Tracheal epithelial remodelling, excess mucus production, and submucosal gland hyperplasia are features of numerous lung diseases, yet their origins remain poorly understood. Previous studies have suggested that NF-?B signalling may regulate airway epithelial homeostasis. The purpose of this study was to determine whether deletion of the NF-?B signalling pathway protein myeloid differentiation factor 88 (Myd88) influenced tracheal epithelial cell phenotype.
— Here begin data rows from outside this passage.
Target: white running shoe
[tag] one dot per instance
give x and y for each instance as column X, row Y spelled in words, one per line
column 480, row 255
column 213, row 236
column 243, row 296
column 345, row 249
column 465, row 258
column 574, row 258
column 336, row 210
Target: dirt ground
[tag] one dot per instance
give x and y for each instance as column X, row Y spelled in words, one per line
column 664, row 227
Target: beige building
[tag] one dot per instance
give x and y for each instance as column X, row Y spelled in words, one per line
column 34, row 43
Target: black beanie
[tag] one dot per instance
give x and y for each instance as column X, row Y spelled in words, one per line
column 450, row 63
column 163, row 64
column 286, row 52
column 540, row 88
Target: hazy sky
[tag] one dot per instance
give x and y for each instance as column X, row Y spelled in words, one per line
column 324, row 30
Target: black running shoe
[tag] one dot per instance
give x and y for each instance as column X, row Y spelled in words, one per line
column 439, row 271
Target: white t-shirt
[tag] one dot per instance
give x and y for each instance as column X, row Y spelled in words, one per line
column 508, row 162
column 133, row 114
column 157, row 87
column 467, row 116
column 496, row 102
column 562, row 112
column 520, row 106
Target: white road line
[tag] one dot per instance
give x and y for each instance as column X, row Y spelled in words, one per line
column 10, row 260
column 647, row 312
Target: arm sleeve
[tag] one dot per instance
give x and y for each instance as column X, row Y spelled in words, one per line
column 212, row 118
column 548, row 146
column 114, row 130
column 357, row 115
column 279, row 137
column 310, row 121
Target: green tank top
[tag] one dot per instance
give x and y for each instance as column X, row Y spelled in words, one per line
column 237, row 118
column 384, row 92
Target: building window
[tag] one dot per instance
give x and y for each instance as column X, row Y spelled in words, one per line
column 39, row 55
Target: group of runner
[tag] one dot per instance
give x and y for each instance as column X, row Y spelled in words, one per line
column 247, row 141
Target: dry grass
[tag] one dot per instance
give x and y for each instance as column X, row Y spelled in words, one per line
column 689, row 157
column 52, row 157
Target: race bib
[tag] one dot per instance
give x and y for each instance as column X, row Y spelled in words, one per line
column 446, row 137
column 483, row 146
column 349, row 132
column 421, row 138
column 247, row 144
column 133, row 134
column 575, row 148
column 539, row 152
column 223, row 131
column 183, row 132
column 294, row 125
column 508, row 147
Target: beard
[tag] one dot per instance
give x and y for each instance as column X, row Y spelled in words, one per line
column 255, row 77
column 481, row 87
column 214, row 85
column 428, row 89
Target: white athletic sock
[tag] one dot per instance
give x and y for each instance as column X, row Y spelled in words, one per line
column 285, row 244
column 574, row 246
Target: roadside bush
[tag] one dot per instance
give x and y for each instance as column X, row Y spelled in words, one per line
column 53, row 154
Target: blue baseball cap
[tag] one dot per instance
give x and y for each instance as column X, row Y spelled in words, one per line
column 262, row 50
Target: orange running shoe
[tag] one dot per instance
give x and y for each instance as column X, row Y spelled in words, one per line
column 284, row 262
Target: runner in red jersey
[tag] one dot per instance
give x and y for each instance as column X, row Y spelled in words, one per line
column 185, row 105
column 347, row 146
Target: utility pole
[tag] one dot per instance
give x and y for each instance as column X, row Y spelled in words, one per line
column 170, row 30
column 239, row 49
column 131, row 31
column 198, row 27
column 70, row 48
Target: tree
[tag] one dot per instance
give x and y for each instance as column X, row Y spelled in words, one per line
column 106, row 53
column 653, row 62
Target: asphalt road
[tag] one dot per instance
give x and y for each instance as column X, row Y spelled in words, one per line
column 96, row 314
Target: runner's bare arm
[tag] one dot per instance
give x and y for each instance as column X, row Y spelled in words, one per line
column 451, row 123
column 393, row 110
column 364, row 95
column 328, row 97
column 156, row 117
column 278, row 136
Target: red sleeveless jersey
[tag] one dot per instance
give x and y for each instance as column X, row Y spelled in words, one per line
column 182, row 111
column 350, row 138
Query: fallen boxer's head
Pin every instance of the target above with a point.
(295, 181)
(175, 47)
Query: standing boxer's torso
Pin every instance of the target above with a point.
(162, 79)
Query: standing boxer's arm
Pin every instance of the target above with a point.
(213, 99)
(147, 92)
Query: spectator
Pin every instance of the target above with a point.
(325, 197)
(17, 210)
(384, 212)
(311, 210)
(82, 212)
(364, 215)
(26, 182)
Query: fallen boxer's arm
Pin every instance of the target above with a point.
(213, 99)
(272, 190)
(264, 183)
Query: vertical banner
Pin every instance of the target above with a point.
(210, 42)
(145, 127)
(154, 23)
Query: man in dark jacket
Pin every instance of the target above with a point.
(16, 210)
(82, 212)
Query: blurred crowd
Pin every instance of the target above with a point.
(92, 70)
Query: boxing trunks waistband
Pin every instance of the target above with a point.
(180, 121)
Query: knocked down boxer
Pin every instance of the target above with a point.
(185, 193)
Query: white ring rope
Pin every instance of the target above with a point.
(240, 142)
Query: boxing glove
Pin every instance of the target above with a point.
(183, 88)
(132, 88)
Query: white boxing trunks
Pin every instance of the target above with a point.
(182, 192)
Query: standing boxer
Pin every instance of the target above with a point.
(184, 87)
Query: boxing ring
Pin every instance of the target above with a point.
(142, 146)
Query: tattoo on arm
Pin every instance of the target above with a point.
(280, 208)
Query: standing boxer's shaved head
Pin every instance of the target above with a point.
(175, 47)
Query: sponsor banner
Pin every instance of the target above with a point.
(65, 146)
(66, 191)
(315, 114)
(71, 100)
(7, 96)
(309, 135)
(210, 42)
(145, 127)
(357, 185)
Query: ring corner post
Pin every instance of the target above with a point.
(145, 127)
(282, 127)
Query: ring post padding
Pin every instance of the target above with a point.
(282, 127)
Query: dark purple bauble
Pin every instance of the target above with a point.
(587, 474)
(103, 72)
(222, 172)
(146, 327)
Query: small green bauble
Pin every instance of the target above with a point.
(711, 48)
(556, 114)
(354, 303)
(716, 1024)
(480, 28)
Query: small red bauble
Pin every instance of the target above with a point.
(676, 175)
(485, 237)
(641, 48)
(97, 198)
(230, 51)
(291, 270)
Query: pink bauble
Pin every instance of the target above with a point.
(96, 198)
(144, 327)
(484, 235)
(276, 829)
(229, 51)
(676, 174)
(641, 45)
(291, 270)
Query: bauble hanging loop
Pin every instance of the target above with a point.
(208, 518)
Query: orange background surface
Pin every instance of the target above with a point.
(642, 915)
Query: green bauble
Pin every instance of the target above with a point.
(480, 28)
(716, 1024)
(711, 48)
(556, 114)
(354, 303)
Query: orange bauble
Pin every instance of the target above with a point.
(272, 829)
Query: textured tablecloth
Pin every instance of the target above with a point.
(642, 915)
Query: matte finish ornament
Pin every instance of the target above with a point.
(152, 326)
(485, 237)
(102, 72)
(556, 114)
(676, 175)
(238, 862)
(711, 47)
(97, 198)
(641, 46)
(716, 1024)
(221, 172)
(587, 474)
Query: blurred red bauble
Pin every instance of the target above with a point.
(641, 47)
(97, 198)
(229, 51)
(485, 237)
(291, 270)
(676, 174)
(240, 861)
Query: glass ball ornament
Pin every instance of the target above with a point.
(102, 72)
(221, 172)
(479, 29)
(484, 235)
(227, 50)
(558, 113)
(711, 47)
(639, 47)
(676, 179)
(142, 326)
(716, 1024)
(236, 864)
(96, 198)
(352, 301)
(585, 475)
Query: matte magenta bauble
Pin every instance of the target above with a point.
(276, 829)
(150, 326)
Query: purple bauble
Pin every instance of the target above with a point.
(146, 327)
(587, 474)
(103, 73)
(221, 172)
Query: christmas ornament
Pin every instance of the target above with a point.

We compared wild-type and Myd88-deficient or pharmacologically inhibited adult mouse tracheas and determined that in vivo Myd88 deletion resulted in increased submucosal gland number, secretory cell metaplasia, and excess mucus cell abundance. We also found that Myd88 was required for normal resolution after acute tracheal epithelial injury. Microarray analysis revealed that uninjured Myd88-deficient tracheas contained 103 transcripts that were differentially expressed relative to wild-type and all injured whole tracheal samples. These clustered into several ontologies and networks that are known to functionally influence epithelial cell phenotype. Comparing these transcripts to those expressed in airway progenitor cells revealed only five common genes, suggesting that Myd88 influences tracheal epithelial homeostasis through an extrinsic mechanism. Overall, this study represents the first identification of Myd88 as a regulator of adult tracheal epithelial cell phenotype.